This article is intended to be an expansion of the article How To Build A Heavy Duty Sawhorse Part 1. This article assumes that a standard sawhorse has been built in part one and the additional supports, braces, and structural attachments are being fitted in this article.
- 2 – 2x6's cut to 30 inches (horizontal stretchers)
- 1 – 2x6 cut to 36 inches (top crossbar)
- 2 – 2x6's cut to 32 inches with a 15 degree opposing miter (lower leg braces)
- 2 – 2x6's cut to 16 inches with a 15 degree opposing miter (upper leg braces)
- 3 inch galvanized wood screws
- Power Drill
- Miter Saw
- Tape measure
- Radial saw (optional)
- Wood Glue (optional)
Step 1 - Securing the horizontal stretchers
Use the 30 inch 2x6's to span the horizontal sides of the sawhorse. Secure each side with 3 to 4 wood screws approximately 15 inches from the bases. Make sure the stretcher on the corresponding side is equally spaced from the base to allow for leveling. Leave enough clearance to allow for boards to be inserted between two sawhorses to span for cutting, using as a table, or as a lower level of scaffolding when necessary.
Step 2 – Establishing Lower Leg Braces
Use the 32 inch 2x6 to create the lower leg braces. Place the 2x6 below the established 2x4 stretcher adjusting to the appropriate height for the edges to be flush. Secure with two 3 inch wood screws. If there is any excess length, secure the leg brace with screws and then trim with a radial saw.
Step 3 – Establishing Upper Leg Braces
Use the 16 inch 2x6 boards to create upper leg braces. Place the brace above the 2x4 stretcher adjusting the height of the brace to meet flush with the edges. Secure with two 3 inch wood screws. By establishing various heights of side braces, there are multiple heights to hang or support various boards while working on different projects.
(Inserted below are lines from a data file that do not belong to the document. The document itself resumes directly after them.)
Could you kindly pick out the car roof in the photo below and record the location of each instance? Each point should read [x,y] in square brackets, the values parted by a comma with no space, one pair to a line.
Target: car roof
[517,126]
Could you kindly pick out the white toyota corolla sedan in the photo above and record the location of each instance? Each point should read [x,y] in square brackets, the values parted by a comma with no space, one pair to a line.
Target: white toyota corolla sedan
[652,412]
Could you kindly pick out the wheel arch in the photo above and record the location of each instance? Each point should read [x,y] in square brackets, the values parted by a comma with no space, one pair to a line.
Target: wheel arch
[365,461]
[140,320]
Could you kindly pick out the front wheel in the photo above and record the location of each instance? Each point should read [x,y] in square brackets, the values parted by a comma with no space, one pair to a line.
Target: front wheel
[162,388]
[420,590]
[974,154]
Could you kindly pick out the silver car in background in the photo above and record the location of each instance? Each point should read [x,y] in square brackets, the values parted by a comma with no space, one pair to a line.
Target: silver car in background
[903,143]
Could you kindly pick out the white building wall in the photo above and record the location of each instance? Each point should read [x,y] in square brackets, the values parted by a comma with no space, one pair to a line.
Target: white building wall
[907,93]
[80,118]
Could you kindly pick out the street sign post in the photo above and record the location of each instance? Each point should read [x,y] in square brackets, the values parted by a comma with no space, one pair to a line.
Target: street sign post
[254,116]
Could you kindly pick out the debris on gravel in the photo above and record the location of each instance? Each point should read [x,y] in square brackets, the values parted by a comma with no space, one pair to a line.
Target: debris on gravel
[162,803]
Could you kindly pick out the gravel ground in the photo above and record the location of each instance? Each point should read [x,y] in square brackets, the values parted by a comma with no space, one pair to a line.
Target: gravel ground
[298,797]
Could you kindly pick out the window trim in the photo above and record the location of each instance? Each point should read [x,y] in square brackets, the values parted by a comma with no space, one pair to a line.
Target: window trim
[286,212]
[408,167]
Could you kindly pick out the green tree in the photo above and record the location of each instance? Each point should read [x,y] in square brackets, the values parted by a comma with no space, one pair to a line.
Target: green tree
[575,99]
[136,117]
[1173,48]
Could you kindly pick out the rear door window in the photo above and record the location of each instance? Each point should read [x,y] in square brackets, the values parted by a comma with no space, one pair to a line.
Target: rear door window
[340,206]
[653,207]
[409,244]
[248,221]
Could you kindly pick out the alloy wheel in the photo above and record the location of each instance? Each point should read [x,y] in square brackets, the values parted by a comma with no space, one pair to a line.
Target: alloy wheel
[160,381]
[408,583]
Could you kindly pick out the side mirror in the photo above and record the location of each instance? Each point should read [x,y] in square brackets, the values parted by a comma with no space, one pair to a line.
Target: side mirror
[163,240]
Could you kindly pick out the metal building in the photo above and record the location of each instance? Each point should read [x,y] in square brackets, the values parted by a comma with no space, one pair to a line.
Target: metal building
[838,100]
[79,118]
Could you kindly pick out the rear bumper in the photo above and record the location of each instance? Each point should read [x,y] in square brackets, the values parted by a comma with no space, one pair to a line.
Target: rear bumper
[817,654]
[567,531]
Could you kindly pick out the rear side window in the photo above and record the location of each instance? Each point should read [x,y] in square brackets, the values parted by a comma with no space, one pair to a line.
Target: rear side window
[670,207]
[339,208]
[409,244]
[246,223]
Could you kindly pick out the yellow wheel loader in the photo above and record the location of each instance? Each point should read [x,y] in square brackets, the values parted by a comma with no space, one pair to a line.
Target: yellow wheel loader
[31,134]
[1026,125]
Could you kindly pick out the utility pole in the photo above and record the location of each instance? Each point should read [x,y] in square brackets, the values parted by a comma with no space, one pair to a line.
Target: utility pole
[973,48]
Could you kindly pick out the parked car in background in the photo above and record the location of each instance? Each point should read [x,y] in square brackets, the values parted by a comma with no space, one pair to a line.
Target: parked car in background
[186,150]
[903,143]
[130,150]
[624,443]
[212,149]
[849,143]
Step 4 – Securing the Top Crossbar
Use the last 2x6 piece to secure across the top of the crossbar. Drill the board in place horizontally on top of the vertically oriented crossbar. Be sure to space screws approximately every 8 inches, being wary of the metal sawhorse bracket holding the legs in place.
If the sawhorses are meant to be permanent, counter sink all your wood screws and then cover with a dab of wood glue to seal them. The wood glue can also be used in between the boards before securing with screws. This added protection secures the screws from the elements and keep rusting to a minimum. Even with galvanized screws, the wood glue can greatly add to the life of your sawhorse. In addition, countersinking the screws will insure that the screws don't mar any delicate projects you may be working on. The glue can also help in the colder and hotter times of the year to combat the expansion and contraction of the wood.